Menggunakan beberapa batu untuk membuat kompor sederhana di luar gua, aku memotong daging tersebut menjadi potongan-potongan kecil dan menusuknya. Kemudian, aku mengolesi garam dan rempah-rempah lain di atasnya, aku menempatkan tusuk sate itu di atas api.
Suara mendesis dari lemak yang menetes ke bawah api benar-benar membuatku lapar.
Sayangnya, rasa daging panggang itu tidak seperti yang di harapkan. Perbedaan antara daging panggang menggunakan arang, dan daging panggang menggunakan api itu terlalu besar. Belum lagi tusuk kayunya itu benar-benar terbakar.
Kalau aku punya beberapa peralatan memasak, seperti panci….. hmmm, mari kita tambahkan hal itu ke dalam daftar ‘barang yang aku harus dapatkan di kemudian hari’.
Sekarang, saatnya untuk makan.
“Makan?” (Medusa)
Ia bertanya dengan lemah saat aku mencoba menyalakan api untuk memasak dengan korek api dan kayu bakar.
“Ya, makan.”
“Ok.” (medusa)
Dengan tingkat kemampuan bahasaku saat ini, aku hanya bisa melakukan percakapan sederhana seperti itu.
“Kamu makan?”
“Ah, tidak. Tidak makan.” (Medusa)
“Ya. Baiklah.”
Bahkan jika itu sebuah pertanyaan sederhana seperti apakah kita harus makan bersama atau tidak, aku masih harus memperagakannya menggunakan gerakan tangan.
Sementara aku menyalakan api, aku teringat hari di mana aku membantunya mengenakan kalung. Setelah melakukan sesuatu yang membuatmu menjatuhkan rahang (tercengang), aku masih bisa melihat senyum puas di wajahnya. Mungkin itu sebuah cerminan kebodohanku?
Tentunya, dia yang kupeluk erat, telah menghilang dalam waktu 3 detik, dan kemudian segera menggeliat keluar dari lenganku. Selanjutnya, dengan sekeranjang belanjaan kami pada satu tangannya, dan dia menyeretku dengan tangannya yang lain, kami pun kembali ke gua.
Apakah ini yang mereka sebut, ‘Menjadi keren hanya dalam 3 detik’?
Namun, itu adalah pertamakalinya aku melihat ekspresi malu Medusa. Meskipun dia tersipu malu, dia bicara padaku tidak sambil menghindari tatapanku.
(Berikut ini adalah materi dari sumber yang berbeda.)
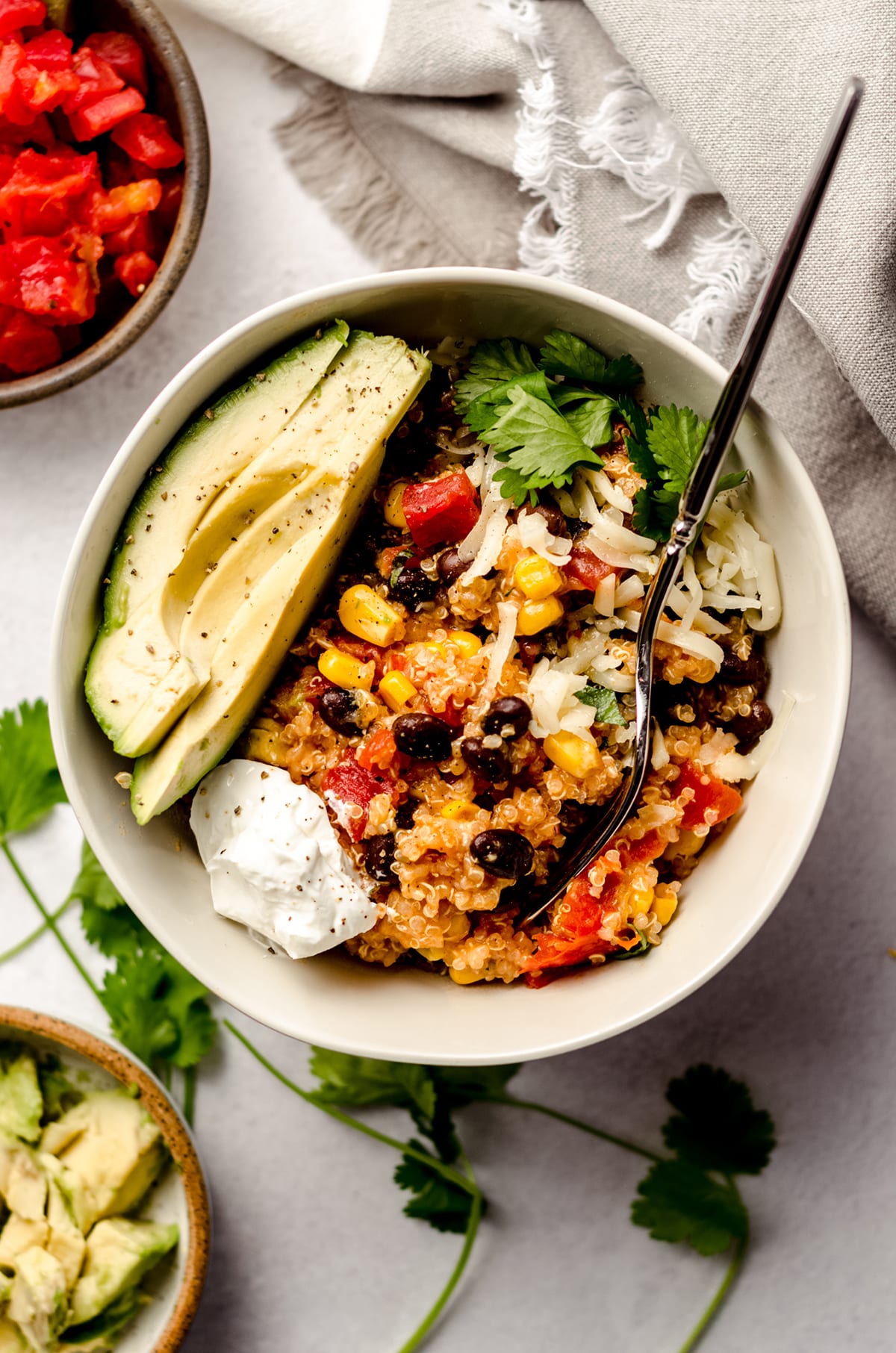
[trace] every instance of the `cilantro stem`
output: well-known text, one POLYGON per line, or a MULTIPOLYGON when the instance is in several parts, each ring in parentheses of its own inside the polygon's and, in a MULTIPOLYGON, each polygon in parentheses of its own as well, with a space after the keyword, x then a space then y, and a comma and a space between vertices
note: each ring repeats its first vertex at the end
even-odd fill
POLYGON ((627 1142, 624 1137, 614 1137, 613 1132, 605 1132, 600 1127, 591 1127, 590 1123, 583 1123, 581 1118, 573 1118, 570 1114, 562 1114, 556 1108, 548 1108, 547 1104, 536 1104, 535 1100, 521 1100, 516 1095, 489 1095, 487 1097, 479 1100, 485 1104, 509 1104, 514 1108, 528 1108, 533 1114, 544 1114, 545 1118, 556 1119, 558 1123, 566 1123, 568 1127, 578 1127, 582 1132, 589 1132, 590 1137, 600 1137, 602 1142, 609 1142, 610 1146, 620 1146, 624 1151, 631 1151, 633 1155, 642 1155, 646 1161, 662 1161, 666 1157, 659 1155, 656 1151, 651 1151, 647 1146, 637 1146, 636 1142, 627 1142))
MULTIPOLYGON (((731 1185, 731 1188, 734 1189, 734 1192, 738 1195, 738 1199, 740 1199, 740 1189, 738 1188, 738 1185, 735 1184, 735 1181, 731 1178, 730 1174, 727 1174, 725 1178, 728 1180, 728 1184, 731 1185)), ((743 1201, 743 1199, 740 1199, 740 1201, 743 1201)), ((685 1339, 685 1342, 679 1348, 678 1353, 692 1353, 692 1349, 697 1348, 697 1345, 700 1344, 701 1338, 704 1337, 704 1334, 709 1329, 709 1325, 716 1318, 721 1303, 724 1302, 725 1296, 728 1295, 728 1288, 731 1287, 731 1284, 734 1283, 735 1277, 738 1276, 738 1269, 743 1264, 743 1256, 747 1253, 747 1245, 750 1243, 750 1214, 747 1212, 746 1207, 744 1207, 744 1216, 746 1216, 746 1227, 747 1229, 746 1229, 743 1237, 735 1243, 735 1247, 734 1247, 734 1250, 731 1253, 731 1261, 728 1264, 728 1268, 724 1272, 724 1277, 721 1279, 721 1283, 719 1284, 716 1295, 713 1296, 712 1302, 709 1303, 709 1306, 707 1307, 707 1310, 702 1312, 702 1315, 700 1316, 700 1319, 697 1321, 697 1323, 694 1325, 693 1330, 690 1331, 690 1334, 688 1335, 688 1338, 685 1339)))
POLYGON ((410 1142, 399 1142, 395 1137, 387 1137, 384 1132, 378 1132, 375 1127, 369 1127, 367 1123, 361 1123, 360 1119, 352 1118, 351 1114, 344 1114, 342 1109, 337 1108, 334 1104, 325 1104, 315 1095, 311 1095, 309 1091, 303 1091, 300 1085, 296 1085, 295 1081, 291 1081, 288 1076, 283 1074, 283 1072, 279 1072, 277 1068, 273 1066, 273 1063, 269 1062, 267 1057, 264 1057, 259 1051, 259 1049, 249 1042, 245 1034, 241 1034, 240 1030, 230 1023, 229 1019, 223 1022, 223 1026, 225 1028, 230 1030, 234 1038, 240 1039, 242 1046, 249 1053, 252 1053, 254 1059, 260 1062, 265 1070, 271 1072, 271 1074, 275 1076, 283 1085, 286 1085, 287 1089, 291 1089, 294 1095, 298 1095, 299 1099, 303 1099, 306 1104, 313 1104, 314 1108, 319 1108, 322 1114, 329 1114, 330 1118, 334 1118, 337 1123, 344 1123, 346 1127, 353 1127, 356 1132, 363 1132, 364 1137, 371 1137, 375 1142, 382 1142, 383 1146, 391 1146, 391 1149, 394 1151, 398 1151, 401 1155, 410 1155, 413 1160, 420 1161, 421 1165, 425 1165, 426 1169, 434 1170, 437 1174, 441 1174, 444 1178, 451 1180, 452 1184, 456 1184, 467 1193, 472 1193, 474 1199, 482 1197, 478 1185, 472 1180, 467 1178, 466 1174, 460 1174, 457 1170, 453 1170, 451 1165, 445 1165, 443 1161, 437 1160, 434 1155, 430 1155, 428 1151, 418 1150, 410 1142))
POLYGON ((9 842, 5 840, 5 838, 0 839, 0 850, 3 850, 3 854, 9 861, 9 865, 12 867, 14 874, 16 875, 16 878, 19 879, 19 882, 22 884, 22 886, 24 888, 26 893, 28 894, 28 897, 31 898, 31 901, 34 902, 34 905, 37 907, 37 909, 41 912, 41 916, 43 917, 43 924, 47 927, 47 930, 53 931, 53 934, 55 935, 55 938, 58 939, 60 944, 62 946, 62 948, 65 950, 65 953, 69 955, 69 958, 72 959, 72 962, 77 967, 79 973, 81 974, 81 977, 84 978, 84 981, 87 982, 87 985, 91 988, 91 990, 93 992, 93 994, 96 996, 96 999, 100 1000, 99 986, 96 985, 96 982, 93 981, 93 978, 91 977, 91 974, 88 973, 88 970, 84 967, 84 963, 77 957, 77 954, 74 953, 74 950, 72 948, 72 946, 66 940, 66 938, 62 934, 62 931, 55 924, 54 916, 46 909, 46 907, 43 905, 43 902, 41 901, 41 898, 35 893, 35 890, 31 886, 31 882, 27 878, 24 870, 19 865, 19 861, 12 854, 12 847, 9 846, 9 842))
MULTIPOLYGON (((62 916, 62 913, 66 912, 70 905, 72 905, 72 898, 66 897, 62 905, 53 912, 53 920, 58 921, 60 916, 62 916)), ((19 954, 23 954, 24 950, 28 948, 28 946, 34 944, 35 939, 41 939, 41 935, 43 935, 45 931, 49 931, 49 928, 50 927, 46 921, 41 921, 37 930, 32 930, 31 934, 26 935, 24 939, 20 939, 18 944, 14 944, 12 948, 8 948, 3 954, 0 954, 0 963, 5 963, 8 959, 16 958, 19 954)))
MULTIPOLYGON (((471 1176, 471 1183, 475 1183, 475 1181, 472 1181, 472 1176, 471 1176)), ((448 1279, 448 1281, 443 1287, 443 1289, 441 1289, 441 1292, 439 1295, 439 1299, 436 1300, 434 1306, 432 1307, 432 1310, 429 1311, 429 1314, 426 1315, 426 1318, 422 1321, 421 1325, 417 1326, 417 1329, 414 1330, 414 1333, 411 1334, 411 1337, 407 1339, 407 1342, 402 1344, 402 1346, 398 1350, 398 1353, 411 1353, 413 1349, 420 1348, 420 1345, 426 1338, 426 1335, 432 1330, 433 1325, 436 1323, 436 1321, 439 1319, 439 1316, 444 1311, 444 1308, 445 1308, 445 1306, 447 1306, 447 1303, 448 1303, 448 1300, 451 1298, 451 1293, 457 1287, 457 1283, 460 1281, 463 1270, 467 1266, 467 1261, 470 1258, 470 1254, 472 1253, 472 1246, 474 1246, 474 1242, 476 1239, 476 1231, 479 1230, 479 1222, 480 1222, 480 1219, 482 1219, 482 1193, 476 1188, 476 1192, 472 1195, 472 1206, 470 1208, 470 1220, 467 1222, 467 1231, 464 1234, 463 1249, 460 1250, 460 1254, 457 1256, 457 1262, 455 1264, 453 1269, 451 1270, 451 1277, 448 1279)))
Yap, dia malu dan itu benar.
Kemudian, dia membantah anggapan bahwa dia malu. Tapi aku masih merasa bahwa dia pasti malu.
…….
Kadang-kadang, aku akan memikirkan tentang hubungan kami berdua. Tapi karena memikirkan itu adalah sesuatu yang sia-sia, aku hanya mengabaikanya sambil melewati hari-hari yang damai.
Tidak ada yang buruk tentang membuat makanan sehari-hari, mencuci pakaian, membaca buku, dan kemudian belajar bahasa asing …..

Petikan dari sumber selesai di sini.